I'm doing this to initialize it:

terrain.forceGeometryIndices(true);
terrain.build();
terrain.strip();


Kaiidyn

#9
Ok, Thanks for the object, really appreciate it.
About the polygon/vertex count.. how would I be able to get that? using the PolygonManager?

Edit: When loading your terrain object, it tells me it's an Unsupported version: 1347093252 and wont load.
Clean code is simple and direct. Clean code reads like well-written prose. Clean code never obscures the designer's intent but rather is full of crisp abstractions and straightforward lines of control. - Grady Booch

EgonOlsen

You have unzipped the file?

EgonOlsen

Oh, and you can get both information (vertex/polygon) from the Mesh.

Kaiidyn

Yea, I unzipped it renamed the file (back to) .ser, rezipped it to use in the same way as I did before...

Will try to get the poly count tomorrow..
Clean code is simple and direct. Clean code reads like well-written prose. Clean code never obscures the designer's intent but rather is full of crisp abstractions and straightforward lines of control. - Grady Booch

EgonOlsen

Which version of jPCT-AE are you using? The latest beta from the new version thread?

icarusfactor

I was going to enter a new topic but saw this one on the same issue I am having.

E/AndroidRuntime( 2692): FATAL EXCEPTION: GLThread 9
E/AndroidRuntime( 2692): java.lang.OutOfMemoryError
E/AndroidRuntime( 2692):        at com.threed.jpct.Texture.loadTexture(Texture.java:742)
E/AndroidRuntime( 2692):        at com.threed.jpct.Texture.<init>(Texture.java:192)
E/AndroidRuntime( 2692):        at com.threed.jpct.molespect.MoleSpect.loadTextures(MoleSpect.java:1364)
E/AndroidRuntime( 2692):        at com.threed.jpct.molespect.MoleSpect.Text2PosTexture(MoleSpect.java:2022)
E/AndroidRuntime( 2692):        at com.threed.jpct.molespect.MoleSpect.TextFormatTexture(MoleSpect.java:1819)
E/AndroidRuntime( 2692):        at com.threed.jpct.molespect.MoleSpect.showElementpage(MoleSpect.java:1673)
E/AndroidRuntime( 2692):        at com.threed.jpct.molespect.MoleSpect$MyRenderer.onDrawFrame(MoleSpect.java:2364)
E/AndroidRuntime( 2692):        at android.opengl.GLSurfaceView$GLThread.guardedRun(GLSurfaceView.java:1332)
E/AndroidRuntime( 2692):        at android.opengl.GLSurfaceView$GLThread.run(GLSurfaceView.java:1116)

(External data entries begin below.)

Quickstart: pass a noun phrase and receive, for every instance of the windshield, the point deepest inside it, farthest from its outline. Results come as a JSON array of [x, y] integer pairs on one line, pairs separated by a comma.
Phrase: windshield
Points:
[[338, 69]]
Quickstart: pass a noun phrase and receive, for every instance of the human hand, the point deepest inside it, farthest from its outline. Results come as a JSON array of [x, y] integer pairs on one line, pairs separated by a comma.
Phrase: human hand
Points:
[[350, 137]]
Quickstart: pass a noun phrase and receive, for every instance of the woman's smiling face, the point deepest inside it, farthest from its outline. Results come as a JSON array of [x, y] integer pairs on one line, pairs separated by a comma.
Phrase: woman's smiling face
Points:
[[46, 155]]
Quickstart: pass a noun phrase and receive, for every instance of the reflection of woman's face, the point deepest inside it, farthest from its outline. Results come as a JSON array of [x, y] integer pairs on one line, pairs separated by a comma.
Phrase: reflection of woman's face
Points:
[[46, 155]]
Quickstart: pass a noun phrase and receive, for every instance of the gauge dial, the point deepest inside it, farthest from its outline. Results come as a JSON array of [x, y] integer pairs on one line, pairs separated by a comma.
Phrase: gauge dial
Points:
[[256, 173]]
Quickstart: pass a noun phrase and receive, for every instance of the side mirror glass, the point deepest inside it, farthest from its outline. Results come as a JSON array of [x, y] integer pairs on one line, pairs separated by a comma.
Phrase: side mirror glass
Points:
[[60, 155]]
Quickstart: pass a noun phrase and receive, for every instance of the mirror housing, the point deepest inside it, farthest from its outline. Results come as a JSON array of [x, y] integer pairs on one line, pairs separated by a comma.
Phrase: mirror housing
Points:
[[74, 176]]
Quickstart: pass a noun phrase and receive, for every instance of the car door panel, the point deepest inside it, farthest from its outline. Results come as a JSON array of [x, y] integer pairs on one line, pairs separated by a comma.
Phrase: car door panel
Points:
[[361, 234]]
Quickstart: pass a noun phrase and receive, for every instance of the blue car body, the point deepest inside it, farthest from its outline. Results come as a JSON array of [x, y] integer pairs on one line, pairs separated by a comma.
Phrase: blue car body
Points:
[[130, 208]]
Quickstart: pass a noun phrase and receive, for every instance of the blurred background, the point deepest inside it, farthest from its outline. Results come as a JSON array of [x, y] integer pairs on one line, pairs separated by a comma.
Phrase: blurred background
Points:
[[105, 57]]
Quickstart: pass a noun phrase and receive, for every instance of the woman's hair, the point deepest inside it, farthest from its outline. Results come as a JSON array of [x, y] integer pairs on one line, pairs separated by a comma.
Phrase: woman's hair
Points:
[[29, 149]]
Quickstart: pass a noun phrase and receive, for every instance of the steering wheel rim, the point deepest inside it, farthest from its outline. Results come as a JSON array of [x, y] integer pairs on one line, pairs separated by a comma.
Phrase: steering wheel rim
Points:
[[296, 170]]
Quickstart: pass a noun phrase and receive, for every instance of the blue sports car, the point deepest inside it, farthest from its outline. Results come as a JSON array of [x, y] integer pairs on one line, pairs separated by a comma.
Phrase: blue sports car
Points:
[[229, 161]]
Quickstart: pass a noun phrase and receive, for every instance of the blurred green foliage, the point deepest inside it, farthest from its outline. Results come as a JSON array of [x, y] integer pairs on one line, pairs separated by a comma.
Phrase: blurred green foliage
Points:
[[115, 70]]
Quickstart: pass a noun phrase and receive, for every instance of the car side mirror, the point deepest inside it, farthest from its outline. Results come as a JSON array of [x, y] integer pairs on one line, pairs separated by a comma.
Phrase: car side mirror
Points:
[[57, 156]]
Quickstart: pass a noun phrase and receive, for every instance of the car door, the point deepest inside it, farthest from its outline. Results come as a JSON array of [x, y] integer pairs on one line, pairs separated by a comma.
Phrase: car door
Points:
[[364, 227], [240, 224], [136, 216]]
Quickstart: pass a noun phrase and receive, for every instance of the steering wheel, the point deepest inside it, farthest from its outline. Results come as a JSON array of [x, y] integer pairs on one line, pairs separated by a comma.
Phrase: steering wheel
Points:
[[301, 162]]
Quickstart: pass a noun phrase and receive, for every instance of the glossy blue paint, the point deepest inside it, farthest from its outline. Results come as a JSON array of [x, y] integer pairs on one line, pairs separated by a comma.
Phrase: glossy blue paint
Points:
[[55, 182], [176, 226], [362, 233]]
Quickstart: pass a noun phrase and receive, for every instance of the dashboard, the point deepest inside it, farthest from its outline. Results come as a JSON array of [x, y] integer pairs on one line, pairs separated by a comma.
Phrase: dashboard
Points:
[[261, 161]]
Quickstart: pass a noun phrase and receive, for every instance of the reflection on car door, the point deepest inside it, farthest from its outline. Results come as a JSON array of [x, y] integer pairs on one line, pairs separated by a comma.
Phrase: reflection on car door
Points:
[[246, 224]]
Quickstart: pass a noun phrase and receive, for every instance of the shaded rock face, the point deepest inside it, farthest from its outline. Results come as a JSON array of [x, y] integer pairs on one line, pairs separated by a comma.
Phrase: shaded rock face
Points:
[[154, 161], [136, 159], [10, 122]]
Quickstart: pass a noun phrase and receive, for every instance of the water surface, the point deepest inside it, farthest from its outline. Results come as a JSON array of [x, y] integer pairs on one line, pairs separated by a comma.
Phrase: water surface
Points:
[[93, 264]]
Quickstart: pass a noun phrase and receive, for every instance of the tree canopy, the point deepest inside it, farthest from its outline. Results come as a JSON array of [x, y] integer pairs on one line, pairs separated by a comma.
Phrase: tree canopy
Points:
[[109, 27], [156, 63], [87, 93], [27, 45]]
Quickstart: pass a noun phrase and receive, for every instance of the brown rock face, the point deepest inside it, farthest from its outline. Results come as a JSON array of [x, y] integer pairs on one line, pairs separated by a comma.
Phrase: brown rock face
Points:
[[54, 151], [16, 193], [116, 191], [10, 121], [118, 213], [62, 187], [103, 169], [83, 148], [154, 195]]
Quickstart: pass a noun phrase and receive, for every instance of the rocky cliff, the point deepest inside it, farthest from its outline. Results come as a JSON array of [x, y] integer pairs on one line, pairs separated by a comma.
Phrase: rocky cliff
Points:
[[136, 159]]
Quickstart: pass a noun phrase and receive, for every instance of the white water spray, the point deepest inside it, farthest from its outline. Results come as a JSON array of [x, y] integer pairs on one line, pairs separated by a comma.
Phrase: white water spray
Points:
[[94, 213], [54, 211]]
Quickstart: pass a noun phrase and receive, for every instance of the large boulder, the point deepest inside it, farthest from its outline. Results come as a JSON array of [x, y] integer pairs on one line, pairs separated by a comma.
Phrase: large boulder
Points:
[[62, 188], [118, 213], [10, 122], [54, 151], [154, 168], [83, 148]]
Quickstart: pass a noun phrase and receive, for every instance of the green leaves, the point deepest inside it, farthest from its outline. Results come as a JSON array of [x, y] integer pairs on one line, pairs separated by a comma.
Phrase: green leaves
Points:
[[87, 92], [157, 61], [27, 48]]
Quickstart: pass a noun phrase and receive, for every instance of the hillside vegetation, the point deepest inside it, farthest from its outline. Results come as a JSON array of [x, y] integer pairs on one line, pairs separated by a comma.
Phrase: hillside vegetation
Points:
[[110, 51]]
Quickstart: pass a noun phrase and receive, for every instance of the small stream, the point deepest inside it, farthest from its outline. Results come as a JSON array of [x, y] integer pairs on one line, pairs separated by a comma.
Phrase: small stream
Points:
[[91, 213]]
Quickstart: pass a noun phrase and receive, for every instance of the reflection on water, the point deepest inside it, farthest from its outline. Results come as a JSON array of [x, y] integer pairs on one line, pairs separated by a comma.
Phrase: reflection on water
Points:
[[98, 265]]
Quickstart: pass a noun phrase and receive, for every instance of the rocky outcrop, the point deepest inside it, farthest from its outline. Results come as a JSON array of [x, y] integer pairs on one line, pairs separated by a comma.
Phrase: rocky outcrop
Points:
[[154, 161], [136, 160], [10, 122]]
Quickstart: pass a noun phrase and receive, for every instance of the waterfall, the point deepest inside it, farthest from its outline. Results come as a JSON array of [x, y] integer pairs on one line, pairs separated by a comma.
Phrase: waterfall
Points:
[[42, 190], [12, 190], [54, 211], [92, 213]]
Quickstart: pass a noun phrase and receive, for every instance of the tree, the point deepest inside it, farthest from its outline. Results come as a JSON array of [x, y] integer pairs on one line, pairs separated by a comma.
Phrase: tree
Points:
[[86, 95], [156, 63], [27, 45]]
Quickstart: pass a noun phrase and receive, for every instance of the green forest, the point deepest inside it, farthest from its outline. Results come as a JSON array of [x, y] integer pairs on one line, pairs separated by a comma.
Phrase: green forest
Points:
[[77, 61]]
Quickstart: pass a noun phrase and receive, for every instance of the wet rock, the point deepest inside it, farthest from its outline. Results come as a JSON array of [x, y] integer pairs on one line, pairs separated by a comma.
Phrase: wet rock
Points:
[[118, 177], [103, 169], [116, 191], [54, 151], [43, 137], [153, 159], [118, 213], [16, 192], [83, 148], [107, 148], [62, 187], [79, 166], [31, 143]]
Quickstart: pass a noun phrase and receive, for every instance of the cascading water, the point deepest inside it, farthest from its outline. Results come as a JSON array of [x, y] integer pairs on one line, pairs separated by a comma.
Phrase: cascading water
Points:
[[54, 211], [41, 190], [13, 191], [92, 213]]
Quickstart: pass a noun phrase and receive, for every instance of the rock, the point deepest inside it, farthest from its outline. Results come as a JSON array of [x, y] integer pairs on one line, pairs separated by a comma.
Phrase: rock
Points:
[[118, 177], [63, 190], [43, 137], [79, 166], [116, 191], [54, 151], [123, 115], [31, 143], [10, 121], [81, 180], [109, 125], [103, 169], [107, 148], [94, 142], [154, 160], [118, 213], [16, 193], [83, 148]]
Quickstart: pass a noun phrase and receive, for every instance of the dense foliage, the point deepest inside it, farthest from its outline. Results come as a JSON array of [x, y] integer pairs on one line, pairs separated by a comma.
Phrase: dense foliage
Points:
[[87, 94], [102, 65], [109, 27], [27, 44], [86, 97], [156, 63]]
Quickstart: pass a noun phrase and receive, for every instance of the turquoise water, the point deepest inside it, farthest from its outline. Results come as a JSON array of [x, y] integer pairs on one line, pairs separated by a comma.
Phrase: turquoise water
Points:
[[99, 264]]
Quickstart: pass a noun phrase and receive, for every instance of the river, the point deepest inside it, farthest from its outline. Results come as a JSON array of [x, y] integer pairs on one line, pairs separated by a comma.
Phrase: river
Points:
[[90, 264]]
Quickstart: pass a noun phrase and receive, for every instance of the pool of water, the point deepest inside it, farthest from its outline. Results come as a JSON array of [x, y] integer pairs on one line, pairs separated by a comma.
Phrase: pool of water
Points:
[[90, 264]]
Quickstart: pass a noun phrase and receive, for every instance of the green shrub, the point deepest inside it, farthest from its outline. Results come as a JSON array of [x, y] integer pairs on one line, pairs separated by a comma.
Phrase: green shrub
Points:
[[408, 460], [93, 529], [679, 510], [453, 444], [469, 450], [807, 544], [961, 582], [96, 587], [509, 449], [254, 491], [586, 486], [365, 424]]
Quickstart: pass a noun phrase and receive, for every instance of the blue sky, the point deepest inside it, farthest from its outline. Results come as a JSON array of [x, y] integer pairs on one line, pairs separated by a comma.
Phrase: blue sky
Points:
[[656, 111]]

I tried the preWarm() option but when I compile it says:

cannot find symbol
    [javac] symbol  : method preWarm(com.threed.jpct.FrameBuffer)
    [javac] location: class com.threed.jpct.TextureManager
    [javac]          TextureManager.getInstance().preWarm(fb);


While I use "fb" as a global for blitting my text which works fine. It is created like this
in my global section.

private FrameBuffer fb = null;

I use "fb" in multiple functions and works in the rest of the program.


Also, on the memory issue I run a memory checker and i tried:

replacing the texture --- memory usage still grows with each use.
unload and remove the texture then load news ones back in -- memory usage still grows with each use.
flush and reload all textures then add my new texture - memory still grows with each use.
Comment out the replacement of the new texture -- works fine memory stays in green, over and over just fine. Just does not add my modification texture. :(

No success with any of these options will keep trying to figure out why preWarm() is not working.